#include "lexicon.h"

class Lexicon

This class is used to represent a lexicon, or word list. The main difference between a lexicon and a dictionary is that a lexicon does not provide any mechanism for storing definitions; the lexicon contains only words, with no associated information. It is therefore similar to a set of strings, but with a different internal representation. The Lexicon class supports efficient lookup operations for words and prefixes.
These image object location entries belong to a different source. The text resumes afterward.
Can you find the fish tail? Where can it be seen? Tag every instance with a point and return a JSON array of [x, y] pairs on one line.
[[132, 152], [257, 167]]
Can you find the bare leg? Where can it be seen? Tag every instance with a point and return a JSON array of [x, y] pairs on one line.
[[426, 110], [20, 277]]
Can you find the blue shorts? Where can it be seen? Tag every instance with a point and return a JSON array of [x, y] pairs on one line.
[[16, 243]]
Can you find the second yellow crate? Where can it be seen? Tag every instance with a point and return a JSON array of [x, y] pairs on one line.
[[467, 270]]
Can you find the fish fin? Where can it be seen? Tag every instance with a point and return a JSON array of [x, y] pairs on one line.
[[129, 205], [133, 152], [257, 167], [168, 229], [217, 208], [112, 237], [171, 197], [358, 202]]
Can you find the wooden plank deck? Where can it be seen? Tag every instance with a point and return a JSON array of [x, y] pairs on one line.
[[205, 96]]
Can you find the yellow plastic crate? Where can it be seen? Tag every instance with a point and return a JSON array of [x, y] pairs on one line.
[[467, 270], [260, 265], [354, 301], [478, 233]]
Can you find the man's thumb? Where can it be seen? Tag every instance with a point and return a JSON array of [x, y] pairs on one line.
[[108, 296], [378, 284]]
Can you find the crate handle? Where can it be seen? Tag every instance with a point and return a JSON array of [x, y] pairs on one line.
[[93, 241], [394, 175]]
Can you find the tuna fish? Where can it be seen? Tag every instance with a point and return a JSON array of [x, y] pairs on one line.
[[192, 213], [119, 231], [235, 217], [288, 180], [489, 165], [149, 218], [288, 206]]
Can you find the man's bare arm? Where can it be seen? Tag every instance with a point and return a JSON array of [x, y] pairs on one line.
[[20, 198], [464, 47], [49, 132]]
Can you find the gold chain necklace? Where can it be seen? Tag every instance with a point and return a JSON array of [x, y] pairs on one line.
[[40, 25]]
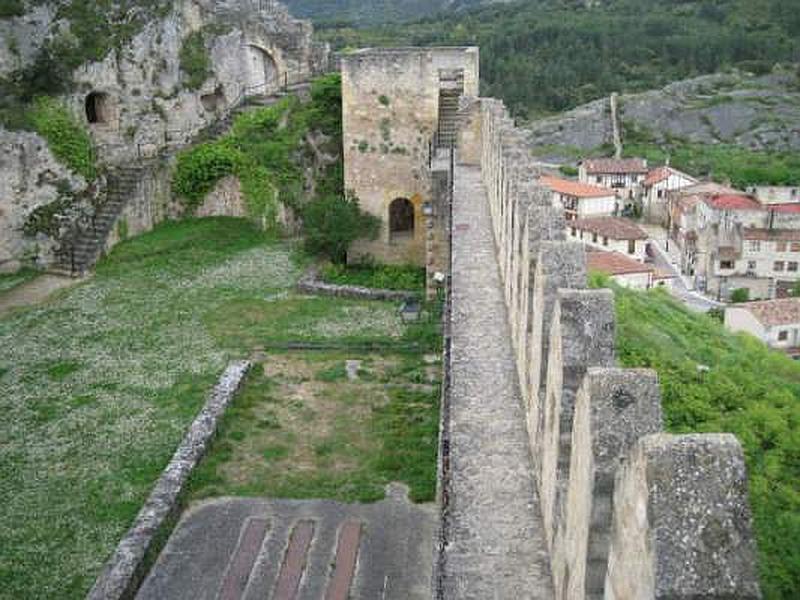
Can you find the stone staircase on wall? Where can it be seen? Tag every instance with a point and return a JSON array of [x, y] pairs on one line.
[[612, 505], [82, 247], [85, 243], [449, 94], [251, 102]]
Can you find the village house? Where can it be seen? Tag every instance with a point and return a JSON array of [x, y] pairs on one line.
[[656, 188], [611, 234], [626, 271], [775, 194], [581, 200], [774, 322], [624, 175], [765, 259], [728, 240]]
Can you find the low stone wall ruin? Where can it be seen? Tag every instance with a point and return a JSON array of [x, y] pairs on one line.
[[628, 510], [125, 570]]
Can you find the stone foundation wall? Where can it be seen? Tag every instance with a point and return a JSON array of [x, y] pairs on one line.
[[628, 511]]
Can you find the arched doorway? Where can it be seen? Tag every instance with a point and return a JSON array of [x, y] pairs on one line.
[[401, 219], [263, 70], [98, 108]]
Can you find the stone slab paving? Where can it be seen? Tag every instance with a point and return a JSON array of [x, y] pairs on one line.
[[497, 548], [259, 549]]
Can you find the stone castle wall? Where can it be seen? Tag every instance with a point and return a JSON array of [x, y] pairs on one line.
[[146, 106], [390, 100], [628, 511]]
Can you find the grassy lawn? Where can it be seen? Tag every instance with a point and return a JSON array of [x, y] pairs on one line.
[[302, 429], [11, 280], [750, 391], [98, 386]]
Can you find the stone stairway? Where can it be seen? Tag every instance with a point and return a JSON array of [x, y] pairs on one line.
[[252, 102], [253, 549], [85, 243], [448, 113]]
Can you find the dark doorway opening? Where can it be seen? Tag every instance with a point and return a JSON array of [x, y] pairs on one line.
[[401, 218]]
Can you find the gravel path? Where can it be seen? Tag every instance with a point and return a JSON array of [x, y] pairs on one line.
[[34, 292], [497, 547]]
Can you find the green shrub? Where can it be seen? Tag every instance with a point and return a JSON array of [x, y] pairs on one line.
[[195, 61], [750, 391], [740, 295], [200, 168], [11, 8], [266, 149], [332, 223], [67, 139]]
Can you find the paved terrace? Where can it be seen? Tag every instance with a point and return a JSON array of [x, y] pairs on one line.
[[496, 545]]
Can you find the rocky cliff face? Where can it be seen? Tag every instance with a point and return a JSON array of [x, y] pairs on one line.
[[756, 112], [180, 73]]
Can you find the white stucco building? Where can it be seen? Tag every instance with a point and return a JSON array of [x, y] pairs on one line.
[[611, 234], [623, 175], [581, 200], [775, 194], [656, 188], [774, 322], [626, 271]]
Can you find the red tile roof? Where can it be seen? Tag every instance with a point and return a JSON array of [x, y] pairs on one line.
[[612, 227], [661, 173], [767, 235], [616, 166], [574, 188], [614, 263], [783, 311], [733, 202], [707, 187], [789, 207]]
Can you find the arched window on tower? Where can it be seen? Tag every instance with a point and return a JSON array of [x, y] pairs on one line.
[[401, 219]]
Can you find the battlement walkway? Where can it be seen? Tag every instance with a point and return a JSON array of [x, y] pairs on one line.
[[496, 544]]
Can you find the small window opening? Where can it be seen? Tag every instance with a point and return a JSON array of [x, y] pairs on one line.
[[98, 108]]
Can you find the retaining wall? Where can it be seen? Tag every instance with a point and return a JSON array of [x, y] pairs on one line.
[[629, 511]]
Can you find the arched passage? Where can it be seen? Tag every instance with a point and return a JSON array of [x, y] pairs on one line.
[[401, 219], [263, 70], [98, 108]]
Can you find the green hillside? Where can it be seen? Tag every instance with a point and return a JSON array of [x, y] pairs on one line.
[[544, 56], [748, 390]]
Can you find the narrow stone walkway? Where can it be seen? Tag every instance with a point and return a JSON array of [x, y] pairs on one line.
[[497, 547]]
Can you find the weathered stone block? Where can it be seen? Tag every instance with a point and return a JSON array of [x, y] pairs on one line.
[[559, 265], [682, 526], [614, 408], [581, 336]]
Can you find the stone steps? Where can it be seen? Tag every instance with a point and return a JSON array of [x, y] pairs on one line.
[[89, 241]]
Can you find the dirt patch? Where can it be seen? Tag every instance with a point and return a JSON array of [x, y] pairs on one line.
[[302, 428]]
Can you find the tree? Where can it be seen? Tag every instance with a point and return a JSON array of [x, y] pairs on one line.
[[332, 223]]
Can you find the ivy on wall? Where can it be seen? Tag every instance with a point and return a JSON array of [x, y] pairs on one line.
[[68, 140], [266, 150]]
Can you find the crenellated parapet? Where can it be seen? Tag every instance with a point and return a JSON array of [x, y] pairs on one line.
[[629, 512]]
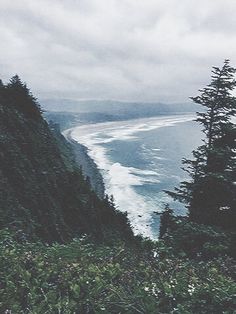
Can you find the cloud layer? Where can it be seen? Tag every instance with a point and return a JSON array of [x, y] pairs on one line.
[[154, 50]]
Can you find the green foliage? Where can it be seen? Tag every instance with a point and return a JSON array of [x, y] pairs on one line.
[[87, 277], [43, 192], [210, 194]]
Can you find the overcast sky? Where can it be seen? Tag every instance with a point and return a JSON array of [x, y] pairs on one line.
[[147, 50]]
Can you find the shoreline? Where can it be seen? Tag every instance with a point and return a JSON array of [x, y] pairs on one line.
[[89, 167]]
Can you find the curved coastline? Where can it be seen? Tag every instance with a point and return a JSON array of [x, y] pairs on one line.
[[89, 167]]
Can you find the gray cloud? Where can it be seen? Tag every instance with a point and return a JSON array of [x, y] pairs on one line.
[[154, 50]]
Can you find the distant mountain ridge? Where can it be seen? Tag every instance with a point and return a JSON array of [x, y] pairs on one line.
[[69, 113], [43, 192], [115, 107]]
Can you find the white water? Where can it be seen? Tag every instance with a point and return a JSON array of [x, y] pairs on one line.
[[120, 180]]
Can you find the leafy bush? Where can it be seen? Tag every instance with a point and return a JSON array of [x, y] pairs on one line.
[[87, 277]]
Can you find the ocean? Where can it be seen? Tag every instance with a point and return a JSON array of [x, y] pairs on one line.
[[140, 158]]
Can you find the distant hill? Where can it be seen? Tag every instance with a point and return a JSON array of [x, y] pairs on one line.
[[69, 113], [115, 107], [43, 192]]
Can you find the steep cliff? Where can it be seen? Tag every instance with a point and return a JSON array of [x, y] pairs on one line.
[[42, 191]]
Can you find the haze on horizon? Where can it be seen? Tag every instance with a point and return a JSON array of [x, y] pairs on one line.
[[131, 50]]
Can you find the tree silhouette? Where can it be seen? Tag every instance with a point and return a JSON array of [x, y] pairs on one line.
[[210, 194]]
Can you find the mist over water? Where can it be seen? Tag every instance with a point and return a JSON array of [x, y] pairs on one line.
[[138, 160]]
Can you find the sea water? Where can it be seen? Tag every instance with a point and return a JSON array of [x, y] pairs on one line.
[[138, 160]]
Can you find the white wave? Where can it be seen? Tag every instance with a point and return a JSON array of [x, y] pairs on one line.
[[120, 181]]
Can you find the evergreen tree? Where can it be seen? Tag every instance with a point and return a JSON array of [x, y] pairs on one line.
[[21, 97], [210, 194]]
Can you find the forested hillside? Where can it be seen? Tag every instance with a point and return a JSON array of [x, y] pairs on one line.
[[64, 250], [42, 191]]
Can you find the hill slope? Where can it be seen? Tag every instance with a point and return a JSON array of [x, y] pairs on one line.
[[42, 191]]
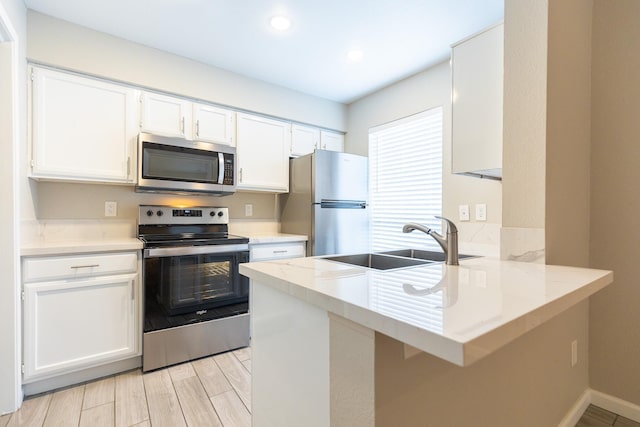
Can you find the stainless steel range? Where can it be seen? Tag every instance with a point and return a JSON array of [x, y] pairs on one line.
[[195, 300]]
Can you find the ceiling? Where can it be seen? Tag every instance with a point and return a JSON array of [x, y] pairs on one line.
[[397, 37]]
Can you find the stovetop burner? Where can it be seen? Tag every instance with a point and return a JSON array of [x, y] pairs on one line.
[[161, 226]]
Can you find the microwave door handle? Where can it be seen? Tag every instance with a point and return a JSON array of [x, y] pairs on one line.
[[220, 168]]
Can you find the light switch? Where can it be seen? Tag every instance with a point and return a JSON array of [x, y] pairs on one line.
[[463, 212], [481, 212], [110, 208]]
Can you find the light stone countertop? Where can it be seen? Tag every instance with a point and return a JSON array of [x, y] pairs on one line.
[[66, 247], [458, 313], [264, 238]]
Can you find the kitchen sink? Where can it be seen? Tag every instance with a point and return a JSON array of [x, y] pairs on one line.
[[378, 261], [420, 254]]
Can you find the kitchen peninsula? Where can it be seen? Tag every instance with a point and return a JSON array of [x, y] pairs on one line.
[[319, 328]]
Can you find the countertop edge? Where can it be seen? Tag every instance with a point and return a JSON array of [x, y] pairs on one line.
[[78, 247], [449, 349], [258, 239]]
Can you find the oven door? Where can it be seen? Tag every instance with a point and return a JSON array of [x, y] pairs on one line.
[[191, 279]]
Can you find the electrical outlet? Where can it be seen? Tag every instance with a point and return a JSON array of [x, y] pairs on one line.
[[110, 208], [463, 212], [481, 212]]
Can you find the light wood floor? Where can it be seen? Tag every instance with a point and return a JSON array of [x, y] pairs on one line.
[[214, 391], [595, 416]]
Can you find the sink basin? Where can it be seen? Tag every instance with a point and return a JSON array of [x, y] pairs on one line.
[[423, 255], [378, 261]]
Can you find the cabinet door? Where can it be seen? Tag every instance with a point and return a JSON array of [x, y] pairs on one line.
[[165, 115], [271, 251], [213, 124], [331, 141], [74, 324], [477, 77], [263, 153], [82, 129], [304, 139]]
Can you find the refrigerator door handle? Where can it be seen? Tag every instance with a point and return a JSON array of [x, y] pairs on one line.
[[343, 204]]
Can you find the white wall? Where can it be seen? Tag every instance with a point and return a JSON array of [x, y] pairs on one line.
[[61, 44], [615, 178], [428, 89], [12, 137]]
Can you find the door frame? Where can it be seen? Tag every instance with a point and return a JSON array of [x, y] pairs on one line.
[[10, 302]]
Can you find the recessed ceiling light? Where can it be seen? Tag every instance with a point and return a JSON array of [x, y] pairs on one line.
[[355, 55], [280, 23]]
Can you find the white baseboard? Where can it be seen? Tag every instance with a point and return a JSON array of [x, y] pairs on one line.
[[604, 401]]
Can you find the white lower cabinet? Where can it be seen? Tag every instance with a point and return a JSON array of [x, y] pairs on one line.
[[87, 318], [281, 250]]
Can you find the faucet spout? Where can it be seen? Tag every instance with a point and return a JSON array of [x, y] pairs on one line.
[[448, 244]]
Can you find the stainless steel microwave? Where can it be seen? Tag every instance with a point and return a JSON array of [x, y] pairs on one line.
[[179, 166]]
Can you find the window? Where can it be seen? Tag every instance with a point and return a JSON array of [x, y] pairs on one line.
[[405, 180]]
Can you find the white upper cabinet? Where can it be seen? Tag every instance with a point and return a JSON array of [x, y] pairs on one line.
[[331, 141], [165, 115], [173, 116], [478, 70], [263, 147], [213, 124], [304, 139], [81, 129]]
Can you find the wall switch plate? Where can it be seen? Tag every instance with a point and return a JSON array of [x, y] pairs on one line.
[[481, 212], [110, 208], [463, 212]]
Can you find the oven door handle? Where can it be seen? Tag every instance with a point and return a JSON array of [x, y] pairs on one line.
[[194, 250]]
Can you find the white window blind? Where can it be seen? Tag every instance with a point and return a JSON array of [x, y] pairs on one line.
[[405, 158]]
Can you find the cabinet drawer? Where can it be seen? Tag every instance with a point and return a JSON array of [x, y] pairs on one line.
[[62, 267], [277, 251]]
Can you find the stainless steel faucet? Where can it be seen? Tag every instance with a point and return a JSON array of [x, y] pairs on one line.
[[449, 244]]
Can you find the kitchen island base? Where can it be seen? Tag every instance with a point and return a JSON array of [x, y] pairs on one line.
[[309, 367]]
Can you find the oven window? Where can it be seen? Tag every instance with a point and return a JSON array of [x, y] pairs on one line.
[[194, 282], [181, 164], [190, 283]]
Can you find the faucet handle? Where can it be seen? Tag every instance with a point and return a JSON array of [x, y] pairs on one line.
[[451, 227]]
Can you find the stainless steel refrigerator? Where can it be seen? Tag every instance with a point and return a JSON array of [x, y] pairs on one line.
[[328, 202]]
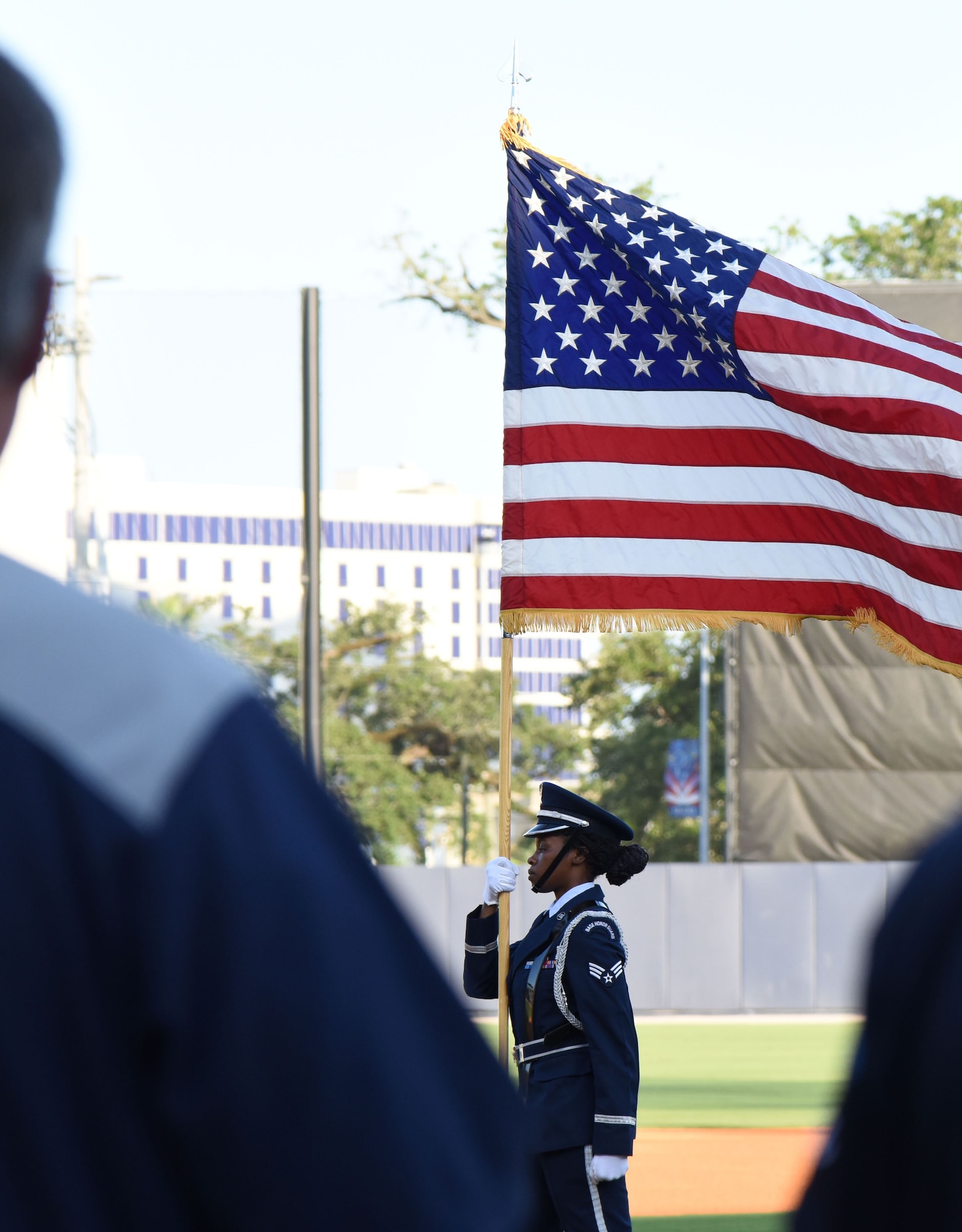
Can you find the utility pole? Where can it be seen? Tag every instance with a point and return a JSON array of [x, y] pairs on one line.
[[703, 761], [86, 575], [84, 529], [311, 665]]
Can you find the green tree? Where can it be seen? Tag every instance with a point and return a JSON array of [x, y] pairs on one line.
[[448, 284], [642, 694], [404, 732], [923, 243]]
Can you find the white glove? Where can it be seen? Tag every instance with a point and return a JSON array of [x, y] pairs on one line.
[[608, 1169], [501, 875]]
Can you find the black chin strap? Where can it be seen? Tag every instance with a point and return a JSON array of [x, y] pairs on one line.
[[553, 865]]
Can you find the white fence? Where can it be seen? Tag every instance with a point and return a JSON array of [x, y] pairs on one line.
[[718, 938]]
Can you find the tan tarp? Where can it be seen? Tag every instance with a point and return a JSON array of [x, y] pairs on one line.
[[845, 752]]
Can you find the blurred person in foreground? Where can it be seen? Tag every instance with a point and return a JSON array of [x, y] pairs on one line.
[[211, 1016], [893, 1162]]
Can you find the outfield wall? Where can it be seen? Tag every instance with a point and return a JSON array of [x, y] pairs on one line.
[[717, 938]]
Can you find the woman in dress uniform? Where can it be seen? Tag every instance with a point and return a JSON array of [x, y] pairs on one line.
[[574, 1029]]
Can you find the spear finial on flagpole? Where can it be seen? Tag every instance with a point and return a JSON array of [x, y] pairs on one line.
[[515, 107], [515, 130]]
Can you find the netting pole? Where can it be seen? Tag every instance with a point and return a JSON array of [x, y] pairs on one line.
[[505, 758]]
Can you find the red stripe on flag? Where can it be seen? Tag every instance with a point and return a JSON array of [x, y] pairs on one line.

This version of Lexicon is implemented internally using a data structure called a prefix tree or trie (pronounced "try"), which allows for efficient prefix and word searching. Some runtimes below are expressed in terms of "W" where W represents the length of the word being added.

Constructor
Lexicon() O(1) Initializes a new empty lexicon.
Lexicon(filename) 
Lexicon(istream) 
O(WN) Initializes a new lexicon that reads words from the given file or input stream.
Methods
contains(word)  O(W) Returns true if word is contained in the lexicon.
containsPrefix(prefix)  O(W) Returns true if any words in the lexicon begin with prefix.
size()  O(1) Returns the number of words contained in the lexicon.
toString()  O(1) Returns a printable string representation of this lexicon.
Operators
for (string word : lex)  O(N) Iterates through the words in a lexicon in alphabetical order.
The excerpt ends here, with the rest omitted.